It is only later that I find Rafael sitting on a bench near the perimeter of the starting paddock. He holds a small cup of espresso, sniffs at it. “I’m worried about our plan,” I say, “given recent developments.”
Rafael looks up at me. He drinks the espresso. His nose twitches. He slides along the bench and indicates that I should take a place next to him. He waits for me.
“We can’t do it now,” I say.
“What?”
“The plan.”
“You think I have not made these calculations?” says Rafael. “The bankers’ situation is a decoy, if anything. The heat is on them. They have been very foolish. I do not like to say this, but they let this happen to them. Nobody wanted this to happen. They have been very sloppy.” He taps his empty espresso cup on the cast iron arm of the bench. “The plan was good before. The plan is good now.”
“It doesn’t feel good.”
“What is most dangerous about descending?” Rafael says. He studies my expression. “Braking suddenly. Chickening out. Hesitation.”
* *
I walk back to the bus. I watch Fabrice. He slips his team tracksuit off slowly, every movement cautious, his expression vacant. When he has stripped to his riding kit though, he steps onto the trainer and begins cycling as smoothly as he ever has. He does not wince or work his way into his pedaling. He simply starts. That is Fabrice, I think. He can draw lines in his experience, choose to leave behind disappointments and discomforts.
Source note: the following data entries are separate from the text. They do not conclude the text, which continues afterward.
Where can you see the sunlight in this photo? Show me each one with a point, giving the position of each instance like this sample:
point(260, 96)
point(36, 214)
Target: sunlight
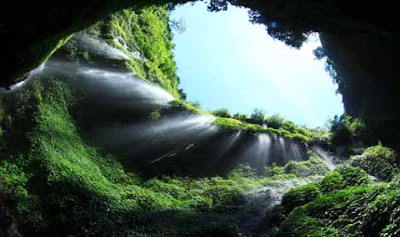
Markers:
point(224, 61)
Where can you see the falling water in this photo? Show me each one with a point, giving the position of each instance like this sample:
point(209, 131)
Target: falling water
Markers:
point(135, 54)
point(98, 47)
point(18, 85)
point(325, 156)
point(264, 198)
point(126, 85)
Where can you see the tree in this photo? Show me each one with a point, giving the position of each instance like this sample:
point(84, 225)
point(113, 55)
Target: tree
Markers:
point(178, 24)
point(275, 121)
point(258, 115)
point(223, 113)
point(241, 117)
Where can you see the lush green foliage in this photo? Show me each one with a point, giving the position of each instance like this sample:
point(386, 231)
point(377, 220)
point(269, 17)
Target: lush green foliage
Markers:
point(314, 165)
point(299, 196)
point(378, 161)
point(60, 183)
point(223, 113)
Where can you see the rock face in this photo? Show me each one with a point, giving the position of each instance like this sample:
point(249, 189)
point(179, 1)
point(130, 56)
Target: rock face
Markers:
point(367, 64)
point(362, 43)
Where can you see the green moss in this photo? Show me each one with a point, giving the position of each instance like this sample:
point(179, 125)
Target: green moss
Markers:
point(299, 196)
point(343, 177)
point(378, 161)
point(144, 31)
point(313, 166)
point(355, 211)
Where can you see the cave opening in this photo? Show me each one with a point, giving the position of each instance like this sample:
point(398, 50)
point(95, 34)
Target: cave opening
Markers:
point(99, 141)
point(225, 61)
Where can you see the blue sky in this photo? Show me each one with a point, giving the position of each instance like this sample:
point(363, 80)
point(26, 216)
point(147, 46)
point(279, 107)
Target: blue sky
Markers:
point(224, 61)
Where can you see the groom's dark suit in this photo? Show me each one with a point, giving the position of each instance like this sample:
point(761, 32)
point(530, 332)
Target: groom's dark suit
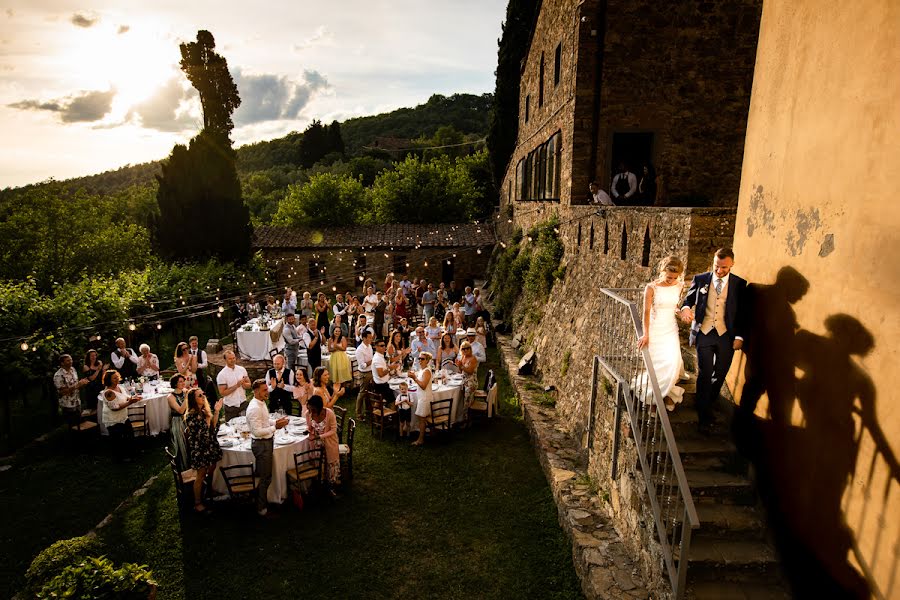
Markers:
point(723, 322)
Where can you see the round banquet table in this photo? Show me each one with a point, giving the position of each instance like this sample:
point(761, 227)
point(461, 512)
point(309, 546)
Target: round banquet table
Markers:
point(452, 390)
point(287, 443)
point(256, 344)
point(154, 398)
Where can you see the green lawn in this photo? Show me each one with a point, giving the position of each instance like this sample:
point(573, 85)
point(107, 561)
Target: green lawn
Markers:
point(470, 517)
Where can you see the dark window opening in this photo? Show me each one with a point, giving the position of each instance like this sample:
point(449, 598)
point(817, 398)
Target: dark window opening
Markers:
point(645, 255)
point(557, 64)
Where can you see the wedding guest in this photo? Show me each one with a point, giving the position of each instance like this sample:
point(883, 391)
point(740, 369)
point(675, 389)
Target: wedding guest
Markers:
point(342, 371)
point(148, 364)
point(262, 442)
point(177, 401)
point(322, 426)
point(201, 360)
point(422, 377)
point(67, 385)
point(124, 360)
point(280, 382)
point(93, 371)
point(232, 381)
point(303, 389)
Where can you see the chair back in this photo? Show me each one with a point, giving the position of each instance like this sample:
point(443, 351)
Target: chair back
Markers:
point(240, 481)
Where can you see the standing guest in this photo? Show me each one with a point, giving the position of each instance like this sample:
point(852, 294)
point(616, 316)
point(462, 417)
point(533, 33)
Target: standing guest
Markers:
point(469, 307)
point(450, 323)
point(321, 379)
point(341, 369)
point(148, 364)
point(115, 413)
point(306, 305)
point(716, 307)
point(67, 385)
point(427, 302)
point(478, 350)
point(202, 443)
point(422, 377)
point(598, 196)
point(93, 372)
point(185, 363)
point(124, 360)
point(232, 381)
point(624, 186)
point(468, 366)
point(200, 358)
point(321, 311)
point(381, 373)
point(291, 340)
point(338, 324)
point(262, 441)
point(289, 302)
point(177, 408)
point(322, 426)
point(447, 354)
point(303, 389)
point(280, 382)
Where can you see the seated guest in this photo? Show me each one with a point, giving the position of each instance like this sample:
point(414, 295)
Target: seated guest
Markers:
point(202, 443)
point(67, 385)
point(115, 412)
point(303, 389)
point(321, 379)
point(477, 349)
point(124, 360)
point(148, 364)
point(322, 426)
point(280, 381)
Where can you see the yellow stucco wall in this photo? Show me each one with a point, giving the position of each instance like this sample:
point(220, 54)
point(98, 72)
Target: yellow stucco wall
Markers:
point(819, 193)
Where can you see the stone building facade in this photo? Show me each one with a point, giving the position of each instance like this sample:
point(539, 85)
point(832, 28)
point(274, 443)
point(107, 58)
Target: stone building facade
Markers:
point(339, 259)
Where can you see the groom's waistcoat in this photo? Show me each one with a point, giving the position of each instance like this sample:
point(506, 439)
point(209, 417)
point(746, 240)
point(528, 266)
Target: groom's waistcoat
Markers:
point(715, 310)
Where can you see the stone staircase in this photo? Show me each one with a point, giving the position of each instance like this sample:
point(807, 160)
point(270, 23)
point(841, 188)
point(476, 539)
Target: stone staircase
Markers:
point(730, 555)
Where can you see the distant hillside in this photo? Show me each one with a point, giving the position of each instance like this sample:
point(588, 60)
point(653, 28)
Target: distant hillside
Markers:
point(467, 113)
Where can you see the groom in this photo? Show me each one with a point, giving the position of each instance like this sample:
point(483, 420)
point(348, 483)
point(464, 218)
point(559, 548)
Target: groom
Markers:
point(716, 307)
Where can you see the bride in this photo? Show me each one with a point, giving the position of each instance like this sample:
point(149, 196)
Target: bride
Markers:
point(661, 300)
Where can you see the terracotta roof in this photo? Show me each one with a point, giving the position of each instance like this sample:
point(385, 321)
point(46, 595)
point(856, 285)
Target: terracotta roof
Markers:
point(444, 235)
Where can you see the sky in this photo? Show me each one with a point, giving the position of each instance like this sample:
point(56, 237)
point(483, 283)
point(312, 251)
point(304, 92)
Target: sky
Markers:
point(90, 86)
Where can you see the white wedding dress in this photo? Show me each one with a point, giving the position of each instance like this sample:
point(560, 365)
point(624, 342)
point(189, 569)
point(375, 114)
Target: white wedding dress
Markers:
point(665, 346)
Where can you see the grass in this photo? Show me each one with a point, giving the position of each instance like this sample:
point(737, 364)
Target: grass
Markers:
point(469, 517)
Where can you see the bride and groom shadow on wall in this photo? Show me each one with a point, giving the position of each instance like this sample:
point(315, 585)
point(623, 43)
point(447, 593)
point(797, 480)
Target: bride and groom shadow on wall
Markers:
point(804, 470)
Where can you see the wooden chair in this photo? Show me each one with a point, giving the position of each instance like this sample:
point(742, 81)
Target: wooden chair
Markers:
point(440, 417)
point(308, 471)
point(380, 416)
point(340, 415)
point(240, 481)
point(346, 452)
point(184, 482)
point(137, 416)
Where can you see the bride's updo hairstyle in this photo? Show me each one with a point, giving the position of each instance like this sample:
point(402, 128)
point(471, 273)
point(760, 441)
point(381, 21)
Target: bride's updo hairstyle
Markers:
point(671, 264)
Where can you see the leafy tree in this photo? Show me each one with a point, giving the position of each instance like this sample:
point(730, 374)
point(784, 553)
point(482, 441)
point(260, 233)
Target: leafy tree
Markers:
point(208, 73)
point(327, 200)
point(438, 191)
point(504, 120)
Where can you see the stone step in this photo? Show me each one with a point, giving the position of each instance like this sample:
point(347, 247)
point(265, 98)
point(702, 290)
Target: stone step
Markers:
point(725, 590)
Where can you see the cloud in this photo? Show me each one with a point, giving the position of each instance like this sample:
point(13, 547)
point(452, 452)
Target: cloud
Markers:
point(80, 108)
point(85, 20)
point(270, 97)
point(169, 109)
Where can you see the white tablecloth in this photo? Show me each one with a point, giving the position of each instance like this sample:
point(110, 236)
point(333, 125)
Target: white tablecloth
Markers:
point(256, 344)
point(158, 417)
point(452, 390)
point(241, 454)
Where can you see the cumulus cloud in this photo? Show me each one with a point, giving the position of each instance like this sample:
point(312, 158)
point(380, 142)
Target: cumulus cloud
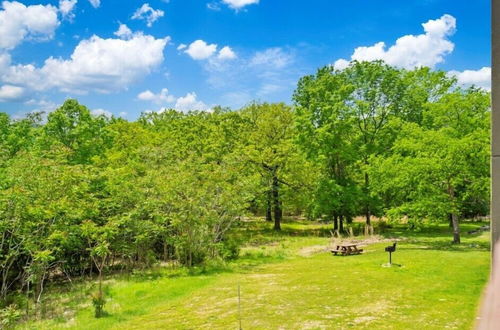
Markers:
point(239, 4)
point(480, 78)
point(66, 8)
point(213, 6)
point(95, 3)
point(161, 98)
point(200, 50)
point(11, 93)
point(19, 22)
point(184, 103)
point(409, 51)
point(226, 53)
point(123, 32)
point(101, 112)
point(272, 57)
point(150, 15)
point(97, 64)
point(190, 102)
Where I would feel fate pressing heavily upon me, he can, with an act of will, decide things will be well.
I am called to warm up. I strip off my tracksuit. I start riding on the trainer next to Fabrice. He turns to me. “Two parachutists leave a plane,” he says. “One thousand meters above the ground, one of them asks if maybe they should open their chutes. ‘No,’ says the other, ‘wait.’ At six hundred meters, the first man asks the same thing. ‘Wait,’ he’s told again. At two hundred meters the answer’s still ‘Wait.’ At fifty meters it’s the same.”
“Right,” I say.
“Finally, at ten meters from the ground, the first man says, ‘Surely we should open our chutes?’ ”
Fabrice stops pedaling. The flywheel of the trainer fizzes. “ ‘Why?’ says the second man. ‘We’ve been doing fine so far.’ ”
* *
I find a chair and sit for a few minutes trying to compose myself. People move past me, mounting their bikes, grabbing energy gels, water bottles, or good luck tokens before they leave for the line. I will do this race, I think, and then I will return home with Liz and my son. I think of the house, of that back room of mine, of the summer only half done.
My phone rings. It is Liz. I hear the sound of a car in the background. “I’m going there,” she says. “I have a missed call from you. Things are okay?”
“Yes,” I say. “I suppose.”
Perhaps I want her to pick up on my reluctance, but she does not. She is focused, and maybe this is for the best. “Did you call me for any reason?” she says.
I pause. “Not particularly,” I say. I could tell her, I think. I could say. But why?
“You’ll do well,” she says. “I’ll do well.”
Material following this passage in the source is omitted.